ABC 27/08/15
LUIS VENTOSO
· Huérfano de ideas, el PSOE vuelve a sus clásicos
ME temo que la descripción más certera de la relación de los españoles actuales con Franco la proporcionó Nuno Silva, aquel ignoto futbolista portugués que se presentó ante la hinchada del Jaén ataviado con una camiseta estampada con el rostro del dictador. En su inmensa berza, el veinteañero Silva tomó a Franco, a quien no conocía, por alguna suerte de icono pop a lo Warhol y se enfundó el niki tan pancho, ajeno al jaleo que podía armar.
Nuno hizo gala de una incultura tamaño futbolista, pero lo suyo no es tan raro: Franco murió hace 40 años y han pasado 76 desde el final de la Guerra Civil. Mi único abuelo que se vio forzado a combatir en el 36 falleció hace ya un par de décadas. Era un marinero sin letras, que veía aquello como una vivencia triste y desgraciada, de la que no le gustaba hablar. Algo así como si el tren de la historia hubiese atropellado su biografía. Cuando yo era niño, alguna vez el abuelo les decía a mis padres con apremio: «Luisiño quiere pulpo». Frase mendaz, con la que me tomaba de pretexto y rehén para entregarse a su pantagruélica gula cefalopodera. Me cogía de su mano tipo guante de béisbol y me llevaba a comer «pulpo a feira» por casetas portuarias frente al mar de fiordo que ilumina Vigo. En alguna de aquellas incursiones le pregunté por su paso por la guerra, que mi imaginación infantil barruntaba heroico. Siempre despejaba raudo y con la misma frase piadosa: «Me la pasé toda pelando patatas».

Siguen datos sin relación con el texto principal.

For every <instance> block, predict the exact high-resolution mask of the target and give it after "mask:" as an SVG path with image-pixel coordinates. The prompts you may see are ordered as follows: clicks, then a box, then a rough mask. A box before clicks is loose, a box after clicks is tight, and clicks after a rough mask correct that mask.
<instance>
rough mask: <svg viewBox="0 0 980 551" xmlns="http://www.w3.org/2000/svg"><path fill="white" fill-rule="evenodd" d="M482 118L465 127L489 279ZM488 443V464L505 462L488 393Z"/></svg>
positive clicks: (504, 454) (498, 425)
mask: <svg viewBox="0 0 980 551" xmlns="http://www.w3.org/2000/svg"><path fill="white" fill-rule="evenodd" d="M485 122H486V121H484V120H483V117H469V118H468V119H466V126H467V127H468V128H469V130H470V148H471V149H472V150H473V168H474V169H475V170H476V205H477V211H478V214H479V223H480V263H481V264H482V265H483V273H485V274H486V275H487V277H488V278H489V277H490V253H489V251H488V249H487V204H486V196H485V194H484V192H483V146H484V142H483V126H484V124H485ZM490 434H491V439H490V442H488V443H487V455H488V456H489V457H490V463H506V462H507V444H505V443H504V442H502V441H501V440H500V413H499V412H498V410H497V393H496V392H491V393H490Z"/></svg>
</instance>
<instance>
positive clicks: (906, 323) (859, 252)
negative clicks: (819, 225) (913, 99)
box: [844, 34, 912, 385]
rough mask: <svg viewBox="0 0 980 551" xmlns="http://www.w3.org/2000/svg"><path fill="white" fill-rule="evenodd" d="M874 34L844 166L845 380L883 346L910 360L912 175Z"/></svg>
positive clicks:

Para la mayoría de los integrantes de la generación del «baby boom», la más nutrida y la que hoy manda, nuestro recuerdo más llamativo asociado a Franco es que la mañana en que murió el bus del cole dio la vuelta y nos vimos con la inesperada y especular propina de una semana de vacaciones. Los chavales que este año entrarán en la universidad han nacido 22 años después de su muerte y su visión es todavía más fría: es algo que estudiaron en el colegio, ajeno a su agenda de preocupaciones, que pasa mayormente por no engrosar nuestras vergonzosas tasas de paro juvenil. Hace mucho tiempo, tal vez incluso años, que Franco o la Guerra Civil no surgen como gran tema de conversación en una de mis comidas amicales o familiares. No está en el debate cotidiano. Ni siquiera se escuchan chistes sobre él (y algunos constituían la disección más sagaz de una época). Ese olvido social atiende a un enorme éxito: el brillantísimo ejercicio de concordia que fue el pacto de la Transición, del que cualquier país sin el germen del auto odio alardearía con legítimo orgullo. Franco y la Guerra deben quedar hoy para el balance erudito y ecuánime de los historiadores (en España, por cierto cada vez mejores, incluso con más amenidad y mejor prosa).